The test will be considered negative when there is no significant difference in frequency of cells with chromosomal aberrations.
The test is inconclusive when the number of cells observed has fewer than 100 structural aberrations, and less than 400 polyploidy due to cytotoxicity.
Statistics:
Fisher's direct probability method is used to distinguish between the solvent background chromosomal aberration levels and those of the test substance- treated group, with a significance level of p <0.05. In addition, when significant differences were found by Fisher's exact stochastic method, the Cochran-Armitage's trend test is applied (p <0.05) to test for significance of the dose dependency.

Results and discussion

Test results
Key result
Species / strain:
Chinese hamster lung fibroblasts (V79)
Metabolic activation:
with and without
Genotoxicity:
negative
Cytotoxicity / choice of top concentrations:
cytotoxicity
Vehicle controls validity:
valid
Untreated negative controls validity:
not applicable
Positive controls validity:
valid
Additional information on results:
In the dose-range finding studies, concentrations were up to 1970 μg /mL, with precipitate seen above 246 μg /mL in the continuous assay and the short term assay with S9. In the short term assay without S9, precipitate was seen at and above 492.5 µg/ml. In all assays the test material showed evidence of cell toxicity.
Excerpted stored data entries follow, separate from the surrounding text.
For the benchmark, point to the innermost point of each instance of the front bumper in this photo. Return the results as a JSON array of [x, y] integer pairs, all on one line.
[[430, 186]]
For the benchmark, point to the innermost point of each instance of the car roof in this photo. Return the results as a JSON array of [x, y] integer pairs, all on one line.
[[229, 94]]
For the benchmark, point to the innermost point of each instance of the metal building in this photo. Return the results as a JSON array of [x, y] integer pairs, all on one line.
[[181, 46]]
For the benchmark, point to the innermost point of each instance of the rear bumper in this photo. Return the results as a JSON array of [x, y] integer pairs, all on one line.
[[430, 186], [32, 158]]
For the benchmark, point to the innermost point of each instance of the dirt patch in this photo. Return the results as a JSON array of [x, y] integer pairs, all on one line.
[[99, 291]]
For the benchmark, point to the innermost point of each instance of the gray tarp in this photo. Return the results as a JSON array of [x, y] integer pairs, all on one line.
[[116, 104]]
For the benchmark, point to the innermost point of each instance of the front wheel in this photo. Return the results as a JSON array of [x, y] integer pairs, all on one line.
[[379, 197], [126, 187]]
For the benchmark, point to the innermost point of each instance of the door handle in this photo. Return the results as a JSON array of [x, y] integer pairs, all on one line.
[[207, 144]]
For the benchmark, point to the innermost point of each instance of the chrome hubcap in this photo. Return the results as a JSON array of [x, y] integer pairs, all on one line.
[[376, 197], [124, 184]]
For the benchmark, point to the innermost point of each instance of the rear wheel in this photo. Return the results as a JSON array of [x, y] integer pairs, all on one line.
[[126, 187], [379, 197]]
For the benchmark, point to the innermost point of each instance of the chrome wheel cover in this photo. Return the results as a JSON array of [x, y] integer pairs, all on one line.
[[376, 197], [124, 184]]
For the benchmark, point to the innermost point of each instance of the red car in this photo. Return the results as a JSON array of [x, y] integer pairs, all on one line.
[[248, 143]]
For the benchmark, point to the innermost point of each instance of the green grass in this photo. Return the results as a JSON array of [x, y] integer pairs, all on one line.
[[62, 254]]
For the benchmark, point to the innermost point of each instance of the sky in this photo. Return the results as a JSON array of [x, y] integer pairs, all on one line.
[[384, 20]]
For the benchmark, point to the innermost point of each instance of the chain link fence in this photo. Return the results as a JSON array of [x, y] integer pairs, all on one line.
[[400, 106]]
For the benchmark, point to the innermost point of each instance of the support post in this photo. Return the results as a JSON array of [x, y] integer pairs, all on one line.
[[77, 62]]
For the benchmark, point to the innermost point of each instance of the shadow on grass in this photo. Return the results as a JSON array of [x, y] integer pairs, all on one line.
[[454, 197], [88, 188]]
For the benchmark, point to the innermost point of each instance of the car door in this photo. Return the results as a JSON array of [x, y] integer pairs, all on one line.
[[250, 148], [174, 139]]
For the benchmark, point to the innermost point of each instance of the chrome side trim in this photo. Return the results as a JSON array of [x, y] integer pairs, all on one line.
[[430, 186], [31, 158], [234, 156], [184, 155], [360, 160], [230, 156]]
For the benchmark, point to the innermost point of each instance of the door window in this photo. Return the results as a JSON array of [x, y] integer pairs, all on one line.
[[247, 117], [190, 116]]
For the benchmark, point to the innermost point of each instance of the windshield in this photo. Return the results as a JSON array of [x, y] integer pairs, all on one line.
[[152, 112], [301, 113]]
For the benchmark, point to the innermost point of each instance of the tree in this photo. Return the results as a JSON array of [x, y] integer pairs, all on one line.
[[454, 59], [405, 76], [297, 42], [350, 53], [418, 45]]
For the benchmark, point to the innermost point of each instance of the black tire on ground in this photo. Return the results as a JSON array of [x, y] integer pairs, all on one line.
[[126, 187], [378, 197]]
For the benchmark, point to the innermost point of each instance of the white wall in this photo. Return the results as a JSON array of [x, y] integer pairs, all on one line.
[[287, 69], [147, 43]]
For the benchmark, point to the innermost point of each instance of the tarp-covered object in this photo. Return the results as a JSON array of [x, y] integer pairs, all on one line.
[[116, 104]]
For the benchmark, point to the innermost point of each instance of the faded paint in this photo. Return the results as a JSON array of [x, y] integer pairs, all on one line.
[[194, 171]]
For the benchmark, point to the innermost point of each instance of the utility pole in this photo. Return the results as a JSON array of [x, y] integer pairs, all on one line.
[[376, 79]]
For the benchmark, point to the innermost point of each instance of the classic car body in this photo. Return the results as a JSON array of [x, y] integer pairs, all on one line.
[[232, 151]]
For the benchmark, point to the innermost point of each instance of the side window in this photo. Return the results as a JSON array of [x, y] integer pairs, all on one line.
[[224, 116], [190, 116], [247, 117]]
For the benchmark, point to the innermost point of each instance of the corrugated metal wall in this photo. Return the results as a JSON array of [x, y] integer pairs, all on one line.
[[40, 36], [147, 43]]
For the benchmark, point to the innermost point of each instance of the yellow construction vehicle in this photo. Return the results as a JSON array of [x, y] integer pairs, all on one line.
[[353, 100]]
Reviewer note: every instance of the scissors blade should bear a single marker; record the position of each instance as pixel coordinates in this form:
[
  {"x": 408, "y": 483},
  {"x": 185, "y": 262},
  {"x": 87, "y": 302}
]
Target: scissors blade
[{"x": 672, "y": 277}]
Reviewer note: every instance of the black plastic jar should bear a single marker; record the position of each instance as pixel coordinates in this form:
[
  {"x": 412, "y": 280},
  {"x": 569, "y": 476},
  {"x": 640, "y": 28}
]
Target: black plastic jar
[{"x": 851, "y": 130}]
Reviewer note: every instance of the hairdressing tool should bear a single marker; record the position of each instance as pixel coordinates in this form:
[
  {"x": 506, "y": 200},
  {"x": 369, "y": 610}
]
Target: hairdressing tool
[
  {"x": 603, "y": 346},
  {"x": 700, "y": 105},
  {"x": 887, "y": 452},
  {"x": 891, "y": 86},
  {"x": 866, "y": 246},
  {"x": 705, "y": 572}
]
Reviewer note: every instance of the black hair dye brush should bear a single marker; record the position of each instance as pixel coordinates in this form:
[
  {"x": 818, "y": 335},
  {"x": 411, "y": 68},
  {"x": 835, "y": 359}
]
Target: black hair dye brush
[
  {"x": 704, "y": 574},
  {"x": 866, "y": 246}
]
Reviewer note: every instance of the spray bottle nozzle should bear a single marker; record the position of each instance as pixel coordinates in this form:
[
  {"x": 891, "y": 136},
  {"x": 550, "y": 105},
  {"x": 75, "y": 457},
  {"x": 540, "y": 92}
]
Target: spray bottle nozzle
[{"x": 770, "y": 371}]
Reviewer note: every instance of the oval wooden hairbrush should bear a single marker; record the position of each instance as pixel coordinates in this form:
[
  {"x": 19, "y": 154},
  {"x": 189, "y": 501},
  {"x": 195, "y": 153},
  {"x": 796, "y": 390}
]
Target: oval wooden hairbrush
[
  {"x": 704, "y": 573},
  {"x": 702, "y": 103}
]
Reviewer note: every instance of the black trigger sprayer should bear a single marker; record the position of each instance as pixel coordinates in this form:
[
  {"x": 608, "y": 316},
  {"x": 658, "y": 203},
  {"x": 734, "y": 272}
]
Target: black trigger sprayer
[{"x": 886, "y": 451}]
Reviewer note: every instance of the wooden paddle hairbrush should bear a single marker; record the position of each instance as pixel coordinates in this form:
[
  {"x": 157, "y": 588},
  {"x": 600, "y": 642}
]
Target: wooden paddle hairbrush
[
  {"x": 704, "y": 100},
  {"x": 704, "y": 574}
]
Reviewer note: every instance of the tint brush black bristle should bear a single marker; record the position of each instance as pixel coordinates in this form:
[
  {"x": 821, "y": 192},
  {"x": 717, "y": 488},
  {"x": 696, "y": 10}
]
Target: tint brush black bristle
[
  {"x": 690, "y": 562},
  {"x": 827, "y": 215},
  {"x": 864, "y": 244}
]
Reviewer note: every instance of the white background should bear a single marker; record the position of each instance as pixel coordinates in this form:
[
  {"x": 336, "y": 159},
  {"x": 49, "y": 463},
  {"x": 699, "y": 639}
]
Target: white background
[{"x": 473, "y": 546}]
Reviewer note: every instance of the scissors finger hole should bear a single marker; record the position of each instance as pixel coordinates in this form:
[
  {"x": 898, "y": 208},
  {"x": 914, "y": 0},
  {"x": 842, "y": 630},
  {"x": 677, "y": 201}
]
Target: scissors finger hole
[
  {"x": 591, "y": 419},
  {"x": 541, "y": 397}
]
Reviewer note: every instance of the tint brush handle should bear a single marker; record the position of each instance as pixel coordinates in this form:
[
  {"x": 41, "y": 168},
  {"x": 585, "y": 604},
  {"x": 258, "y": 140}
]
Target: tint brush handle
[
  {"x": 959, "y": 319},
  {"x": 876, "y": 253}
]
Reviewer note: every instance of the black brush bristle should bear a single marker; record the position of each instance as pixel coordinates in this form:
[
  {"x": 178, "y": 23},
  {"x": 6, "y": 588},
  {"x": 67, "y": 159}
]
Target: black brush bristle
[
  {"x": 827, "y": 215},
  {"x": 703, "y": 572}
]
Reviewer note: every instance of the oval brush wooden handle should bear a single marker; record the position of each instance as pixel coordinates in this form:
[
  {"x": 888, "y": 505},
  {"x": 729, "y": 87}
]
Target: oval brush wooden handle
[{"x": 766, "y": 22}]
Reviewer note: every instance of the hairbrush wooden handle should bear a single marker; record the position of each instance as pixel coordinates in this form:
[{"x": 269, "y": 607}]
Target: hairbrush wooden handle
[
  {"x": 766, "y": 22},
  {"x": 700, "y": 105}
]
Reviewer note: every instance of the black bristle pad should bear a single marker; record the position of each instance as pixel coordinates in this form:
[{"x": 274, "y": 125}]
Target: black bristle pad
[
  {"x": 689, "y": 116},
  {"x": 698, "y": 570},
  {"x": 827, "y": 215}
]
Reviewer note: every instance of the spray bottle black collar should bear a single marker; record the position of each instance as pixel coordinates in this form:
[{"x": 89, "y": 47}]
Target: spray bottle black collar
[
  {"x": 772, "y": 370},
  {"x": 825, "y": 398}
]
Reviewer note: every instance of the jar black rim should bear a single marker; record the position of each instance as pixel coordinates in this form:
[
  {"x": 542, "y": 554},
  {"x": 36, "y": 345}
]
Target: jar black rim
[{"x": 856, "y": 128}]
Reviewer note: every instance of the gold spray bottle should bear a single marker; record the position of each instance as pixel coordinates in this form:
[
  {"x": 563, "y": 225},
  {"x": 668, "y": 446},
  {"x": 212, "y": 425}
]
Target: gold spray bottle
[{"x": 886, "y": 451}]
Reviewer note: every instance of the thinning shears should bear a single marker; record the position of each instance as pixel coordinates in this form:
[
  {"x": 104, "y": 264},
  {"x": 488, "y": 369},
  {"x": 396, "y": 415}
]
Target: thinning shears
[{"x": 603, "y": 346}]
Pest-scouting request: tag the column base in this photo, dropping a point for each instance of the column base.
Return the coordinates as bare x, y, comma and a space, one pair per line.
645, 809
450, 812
Any other information on results incl. tables

In the main assay, the cell count data show that an approximate 50% growth inhibition was achieved at 60 µg/ml in the absence of S9, whilst in the presence of S9 21% growth inhibition was achieved at 80 µg/ml. No precipitate of the test material was observed at the end of the exposure period in either the absence or presence of S9. The test material did not induce any statistically significant increases in the frequency of cells with structural chromosome aberrations or polyploidy either in the presence or absence of metabolic activation. All controls behaved within historical ranges.

Applicant's summary and conclusion

Conclusions:
A guideline OECD 473-compliant chromosomal aberration test was undertaken with the test material in DMSO, with and without rat liver S9 fraction, with valid positive controls. Cytotoxicity was seen at the higher doses in a preliminary dose-range finding study. There were no increase in the number of chromosome aberrations or polyploidy observed. The test substance does not induce chromosomal aberration in CHL/IU cells under the conditions of this study.